DETAILED ACTION
Notice of Pre-AIA  or AIA  Status
The present application, filed on or after March 16, 2013, is being examined under the first inventor to file provisions of the AIA .
Continued Examination Under 37 CFR 1.114
A request for continued examination under 37 CFR 1.114, including the fee set forth in 37 CFR 1.17(e), was filed in this application after final rejection.  Since this application is eligible for continued examination under 37 CFR 1.114, and the fee set forth in 37 CFR 1.17(e) has been timely paid, the finality of the previous Office action has been withdrawn pursuant to 37 CFR 1.114.  Applicant's submission filed on 7/27/2022 has been entered.
Response to Amendment
The amendments, filed 6/27/2022, have been entered and made of record. Claims 1, 11, and 16 have been amended. Claims 1-20 are pending.
Response to Arguments
Applicant’s arguments in the Remarks filed on 6/27/2022 have been considered but are moot in view of the new ground(s) of rejection.
Claim Rejections - 35 USC § 103
In the event the determination of the status of the application as subject to AIA  35 U.S.C. 102 and 103 (or as subject to pre-AIA  35 U.S.C. 102 and 103) is incorrect, any correction of the statutory basis for the rejection will not be considered a new ground of rejection if the prior art relied upon, and the rationale supporting the rejection, would be the same under either status.  
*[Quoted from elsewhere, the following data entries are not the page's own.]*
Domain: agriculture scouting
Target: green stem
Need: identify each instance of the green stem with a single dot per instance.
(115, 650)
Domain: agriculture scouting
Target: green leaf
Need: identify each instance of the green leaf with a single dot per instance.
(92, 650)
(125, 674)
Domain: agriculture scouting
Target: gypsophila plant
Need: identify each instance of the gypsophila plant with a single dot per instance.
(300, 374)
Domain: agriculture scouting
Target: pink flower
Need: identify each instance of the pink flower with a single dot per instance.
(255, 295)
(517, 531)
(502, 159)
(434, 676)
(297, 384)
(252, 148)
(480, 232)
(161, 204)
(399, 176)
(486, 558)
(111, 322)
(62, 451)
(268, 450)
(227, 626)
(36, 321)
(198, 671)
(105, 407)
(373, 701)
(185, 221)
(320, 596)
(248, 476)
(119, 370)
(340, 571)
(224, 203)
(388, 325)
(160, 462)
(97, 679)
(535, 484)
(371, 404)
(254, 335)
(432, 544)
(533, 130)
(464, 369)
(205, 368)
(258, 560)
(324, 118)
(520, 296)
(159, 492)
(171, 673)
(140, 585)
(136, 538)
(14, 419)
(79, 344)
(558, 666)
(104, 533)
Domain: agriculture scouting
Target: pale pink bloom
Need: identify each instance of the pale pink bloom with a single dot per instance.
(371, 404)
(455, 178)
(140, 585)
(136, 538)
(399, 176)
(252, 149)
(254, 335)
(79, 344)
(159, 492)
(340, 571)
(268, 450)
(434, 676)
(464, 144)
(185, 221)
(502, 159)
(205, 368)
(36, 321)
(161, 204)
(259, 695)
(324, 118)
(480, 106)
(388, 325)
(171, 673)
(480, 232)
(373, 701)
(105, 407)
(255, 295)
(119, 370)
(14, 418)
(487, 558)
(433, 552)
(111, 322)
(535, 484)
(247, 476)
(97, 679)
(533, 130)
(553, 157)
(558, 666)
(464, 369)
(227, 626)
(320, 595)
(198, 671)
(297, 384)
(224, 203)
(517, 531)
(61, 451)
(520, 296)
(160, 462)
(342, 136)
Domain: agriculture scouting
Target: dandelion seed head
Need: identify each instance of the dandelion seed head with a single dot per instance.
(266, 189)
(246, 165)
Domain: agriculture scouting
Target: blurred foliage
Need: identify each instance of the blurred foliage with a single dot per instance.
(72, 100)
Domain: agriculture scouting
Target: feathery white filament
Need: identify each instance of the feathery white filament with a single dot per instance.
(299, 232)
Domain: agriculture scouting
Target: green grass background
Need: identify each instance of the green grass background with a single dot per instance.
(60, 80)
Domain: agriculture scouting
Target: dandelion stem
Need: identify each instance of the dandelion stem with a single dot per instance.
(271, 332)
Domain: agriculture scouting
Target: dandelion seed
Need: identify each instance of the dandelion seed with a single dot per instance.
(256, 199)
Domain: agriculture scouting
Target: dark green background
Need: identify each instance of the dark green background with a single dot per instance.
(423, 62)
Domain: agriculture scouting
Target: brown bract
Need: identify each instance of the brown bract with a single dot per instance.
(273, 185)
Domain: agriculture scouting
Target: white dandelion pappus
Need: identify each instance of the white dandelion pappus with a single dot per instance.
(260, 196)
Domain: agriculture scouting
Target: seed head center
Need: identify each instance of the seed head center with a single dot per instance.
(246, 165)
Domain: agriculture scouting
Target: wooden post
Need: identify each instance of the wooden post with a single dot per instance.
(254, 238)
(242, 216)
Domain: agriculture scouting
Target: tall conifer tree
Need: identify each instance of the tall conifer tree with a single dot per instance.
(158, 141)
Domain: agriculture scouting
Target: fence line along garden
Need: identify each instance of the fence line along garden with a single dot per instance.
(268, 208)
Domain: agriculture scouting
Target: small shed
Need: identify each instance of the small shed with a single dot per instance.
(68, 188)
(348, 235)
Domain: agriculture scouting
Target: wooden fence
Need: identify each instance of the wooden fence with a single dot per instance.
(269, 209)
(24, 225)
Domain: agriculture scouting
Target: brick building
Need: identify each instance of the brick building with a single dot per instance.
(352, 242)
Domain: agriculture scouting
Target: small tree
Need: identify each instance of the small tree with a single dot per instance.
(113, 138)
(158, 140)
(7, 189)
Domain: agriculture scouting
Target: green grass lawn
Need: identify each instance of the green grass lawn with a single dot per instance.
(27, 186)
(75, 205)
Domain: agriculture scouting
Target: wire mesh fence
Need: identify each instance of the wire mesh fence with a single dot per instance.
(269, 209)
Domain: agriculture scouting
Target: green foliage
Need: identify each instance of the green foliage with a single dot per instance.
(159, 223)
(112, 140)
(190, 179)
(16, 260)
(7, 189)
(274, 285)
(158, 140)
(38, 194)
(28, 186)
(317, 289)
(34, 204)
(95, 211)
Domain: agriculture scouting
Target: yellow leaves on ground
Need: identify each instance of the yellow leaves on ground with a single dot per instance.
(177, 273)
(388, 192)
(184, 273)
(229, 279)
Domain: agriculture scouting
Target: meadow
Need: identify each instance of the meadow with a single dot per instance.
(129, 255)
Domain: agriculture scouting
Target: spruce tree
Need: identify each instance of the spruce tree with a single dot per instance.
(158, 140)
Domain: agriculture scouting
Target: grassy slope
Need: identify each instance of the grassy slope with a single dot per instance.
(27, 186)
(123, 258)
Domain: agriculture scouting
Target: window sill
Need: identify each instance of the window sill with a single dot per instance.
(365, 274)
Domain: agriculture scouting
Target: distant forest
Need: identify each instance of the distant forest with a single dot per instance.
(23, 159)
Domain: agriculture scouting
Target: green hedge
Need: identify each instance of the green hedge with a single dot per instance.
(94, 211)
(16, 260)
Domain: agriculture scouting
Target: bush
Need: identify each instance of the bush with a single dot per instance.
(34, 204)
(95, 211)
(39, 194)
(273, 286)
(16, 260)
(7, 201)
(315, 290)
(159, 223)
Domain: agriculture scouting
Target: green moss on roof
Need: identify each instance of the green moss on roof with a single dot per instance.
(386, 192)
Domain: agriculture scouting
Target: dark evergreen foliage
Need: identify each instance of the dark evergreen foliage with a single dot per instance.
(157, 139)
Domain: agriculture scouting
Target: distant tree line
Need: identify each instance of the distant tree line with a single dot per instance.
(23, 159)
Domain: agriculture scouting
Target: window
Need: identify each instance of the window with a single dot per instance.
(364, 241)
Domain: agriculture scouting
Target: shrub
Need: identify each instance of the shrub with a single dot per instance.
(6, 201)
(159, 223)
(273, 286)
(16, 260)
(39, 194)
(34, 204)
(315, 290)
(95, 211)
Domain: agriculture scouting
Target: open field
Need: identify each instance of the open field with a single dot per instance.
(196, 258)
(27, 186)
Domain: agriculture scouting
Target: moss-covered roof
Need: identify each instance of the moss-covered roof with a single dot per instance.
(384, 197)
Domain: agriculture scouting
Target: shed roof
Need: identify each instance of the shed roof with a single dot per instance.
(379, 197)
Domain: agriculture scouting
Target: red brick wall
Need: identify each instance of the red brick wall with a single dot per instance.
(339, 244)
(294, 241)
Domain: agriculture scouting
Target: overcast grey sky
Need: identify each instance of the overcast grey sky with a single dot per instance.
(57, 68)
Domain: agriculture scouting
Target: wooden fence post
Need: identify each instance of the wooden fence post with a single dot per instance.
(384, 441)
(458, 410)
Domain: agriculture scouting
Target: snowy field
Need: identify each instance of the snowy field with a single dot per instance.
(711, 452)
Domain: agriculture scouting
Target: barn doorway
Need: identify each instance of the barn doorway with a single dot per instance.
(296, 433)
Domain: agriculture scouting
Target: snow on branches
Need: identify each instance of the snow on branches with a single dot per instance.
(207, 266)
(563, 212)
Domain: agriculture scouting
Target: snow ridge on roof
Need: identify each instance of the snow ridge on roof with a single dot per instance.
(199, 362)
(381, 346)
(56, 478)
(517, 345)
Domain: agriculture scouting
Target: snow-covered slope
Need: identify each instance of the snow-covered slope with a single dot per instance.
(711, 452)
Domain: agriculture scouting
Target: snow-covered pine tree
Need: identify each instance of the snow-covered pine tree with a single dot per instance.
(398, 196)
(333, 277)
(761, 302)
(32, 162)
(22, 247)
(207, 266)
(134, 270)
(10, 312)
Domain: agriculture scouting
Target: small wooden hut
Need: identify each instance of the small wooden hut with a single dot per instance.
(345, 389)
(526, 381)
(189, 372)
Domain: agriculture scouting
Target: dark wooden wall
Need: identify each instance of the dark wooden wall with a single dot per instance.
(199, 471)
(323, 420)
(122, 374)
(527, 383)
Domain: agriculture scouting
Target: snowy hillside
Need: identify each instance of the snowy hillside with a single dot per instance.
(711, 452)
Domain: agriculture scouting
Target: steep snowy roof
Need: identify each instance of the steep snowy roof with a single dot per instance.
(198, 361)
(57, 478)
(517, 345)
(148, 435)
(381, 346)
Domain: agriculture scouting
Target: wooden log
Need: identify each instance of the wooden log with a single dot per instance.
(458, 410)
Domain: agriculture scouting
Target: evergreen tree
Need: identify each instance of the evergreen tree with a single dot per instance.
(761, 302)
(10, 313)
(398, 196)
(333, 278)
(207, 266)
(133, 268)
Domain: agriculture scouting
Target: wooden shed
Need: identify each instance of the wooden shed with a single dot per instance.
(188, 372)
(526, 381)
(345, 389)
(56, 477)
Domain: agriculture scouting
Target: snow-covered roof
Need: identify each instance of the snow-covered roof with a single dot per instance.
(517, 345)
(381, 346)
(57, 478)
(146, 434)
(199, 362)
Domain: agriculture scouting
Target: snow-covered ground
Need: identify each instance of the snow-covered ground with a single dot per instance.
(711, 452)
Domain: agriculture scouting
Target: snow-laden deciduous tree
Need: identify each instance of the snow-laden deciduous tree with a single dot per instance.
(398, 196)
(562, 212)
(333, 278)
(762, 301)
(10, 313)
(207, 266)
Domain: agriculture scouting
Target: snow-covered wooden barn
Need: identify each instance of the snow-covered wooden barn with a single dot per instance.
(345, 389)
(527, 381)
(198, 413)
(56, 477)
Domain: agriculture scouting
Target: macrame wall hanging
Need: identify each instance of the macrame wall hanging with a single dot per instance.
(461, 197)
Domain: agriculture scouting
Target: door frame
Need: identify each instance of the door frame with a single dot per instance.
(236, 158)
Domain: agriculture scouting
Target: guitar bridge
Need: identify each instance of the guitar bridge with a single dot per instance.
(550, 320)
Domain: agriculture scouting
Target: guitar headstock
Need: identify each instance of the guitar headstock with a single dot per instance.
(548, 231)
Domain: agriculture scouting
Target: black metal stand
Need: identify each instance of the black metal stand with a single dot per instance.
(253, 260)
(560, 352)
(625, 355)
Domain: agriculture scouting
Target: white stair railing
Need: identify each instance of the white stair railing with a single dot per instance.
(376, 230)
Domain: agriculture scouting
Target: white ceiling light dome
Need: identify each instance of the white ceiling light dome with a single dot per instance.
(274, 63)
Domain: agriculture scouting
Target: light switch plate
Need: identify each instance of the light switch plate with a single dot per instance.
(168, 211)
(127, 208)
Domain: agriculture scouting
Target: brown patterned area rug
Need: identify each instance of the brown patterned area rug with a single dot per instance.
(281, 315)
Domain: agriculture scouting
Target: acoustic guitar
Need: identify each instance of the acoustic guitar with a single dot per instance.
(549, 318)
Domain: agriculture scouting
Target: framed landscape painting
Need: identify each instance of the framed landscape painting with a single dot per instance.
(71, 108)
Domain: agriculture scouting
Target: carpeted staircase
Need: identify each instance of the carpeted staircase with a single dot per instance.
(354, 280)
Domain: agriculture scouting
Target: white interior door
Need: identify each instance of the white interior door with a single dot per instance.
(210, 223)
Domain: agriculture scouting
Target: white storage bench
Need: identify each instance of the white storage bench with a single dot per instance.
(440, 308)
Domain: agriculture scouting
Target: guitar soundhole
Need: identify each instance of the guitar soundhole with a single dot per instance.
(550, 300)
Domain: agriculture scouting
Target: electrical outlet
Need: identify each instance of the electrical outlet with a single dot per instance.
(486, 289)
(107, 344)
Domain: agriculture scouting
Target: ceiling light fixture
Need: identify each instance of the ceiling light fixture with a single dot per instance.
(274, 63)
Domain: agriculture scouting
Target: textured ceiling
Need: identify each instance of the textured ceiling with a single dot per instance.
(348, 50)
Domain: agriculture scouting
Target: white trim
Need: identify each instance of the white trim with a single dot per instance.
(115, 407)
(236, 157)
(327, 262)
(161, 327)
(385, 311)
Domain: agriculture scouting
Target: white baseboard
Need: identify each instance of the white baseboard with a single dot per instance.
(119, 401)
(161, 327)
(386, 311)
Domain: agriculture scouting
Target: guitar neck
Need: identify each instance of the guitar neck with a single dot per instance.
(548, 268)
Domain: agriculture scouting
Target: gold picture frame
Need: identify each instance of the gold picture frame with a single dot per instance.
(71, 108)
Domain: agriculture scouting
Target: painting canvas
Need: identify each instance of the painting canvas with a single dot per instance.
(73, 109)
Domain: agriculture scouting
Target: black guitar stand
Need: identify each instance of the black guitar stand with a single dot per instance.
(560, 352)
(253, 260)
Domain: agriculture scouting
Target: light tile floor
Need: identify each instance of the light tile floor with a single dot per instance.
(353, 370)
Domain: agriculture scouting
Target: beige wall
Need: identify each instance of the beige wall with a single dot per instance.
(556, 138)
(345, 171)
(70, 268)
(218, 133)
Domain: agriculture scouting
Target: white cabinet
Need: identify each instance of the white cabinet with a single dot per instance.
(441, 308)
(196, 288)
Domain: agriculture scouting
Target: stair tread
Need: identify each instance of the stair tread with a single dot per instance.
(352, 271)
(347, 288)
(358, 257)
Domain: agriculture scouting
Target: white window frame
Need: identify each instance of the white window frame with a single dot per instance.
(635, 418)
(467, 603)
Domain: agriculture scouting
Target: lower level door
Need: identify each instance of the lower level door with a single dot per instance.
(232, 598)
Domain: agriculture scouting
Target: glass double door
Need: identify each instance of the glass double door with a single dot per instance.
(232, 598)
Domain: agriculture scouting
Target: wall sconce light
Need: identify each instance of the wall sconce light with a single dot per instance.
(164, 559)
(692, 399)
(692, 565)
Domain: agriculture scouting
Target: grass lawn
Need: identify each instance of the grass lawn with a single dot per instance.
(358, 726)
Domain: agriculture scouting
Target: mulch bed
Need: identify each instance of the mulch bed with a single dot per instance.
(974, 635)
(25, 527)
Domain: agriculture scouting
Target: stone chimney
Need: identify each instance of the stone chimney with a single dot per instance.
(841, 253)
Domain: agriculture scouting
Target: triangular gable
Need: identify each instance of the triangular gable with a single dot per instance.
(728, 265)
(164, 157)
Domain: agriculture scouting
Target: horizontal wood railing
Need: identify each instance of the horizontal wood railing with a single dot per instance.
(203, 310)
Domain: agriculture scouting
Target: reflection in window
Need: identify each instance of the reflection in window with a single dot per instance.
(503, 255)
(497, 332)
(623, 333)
The following is a quotation of 35 U.S.C. 103 which forms the basis for all obviousness rejections set forth in this Office action:
A patent for a claimed invention may not be obtained, notwithstanding that the claimed invention is not identically disclosed as set forth in section 102, if the differences between the claimed invention and the prior art are such that the claimed invention as a whole would have been obvious before the effective filing date of the claimed invention to a person having ordinary skill in the art to which the claimed invention pertains. Patentability shall not be negated by the manner in which the invention was made.

Aides in view of Crieri
Claims 1, 2, 5-11, and 14-20 are rejected under 35 U.S.C. 103 as being unpatentable over Aides et al.(USPubN 2020/0076988; hereinafter Aides) in view of Crieri(USPubN 2017/0177972).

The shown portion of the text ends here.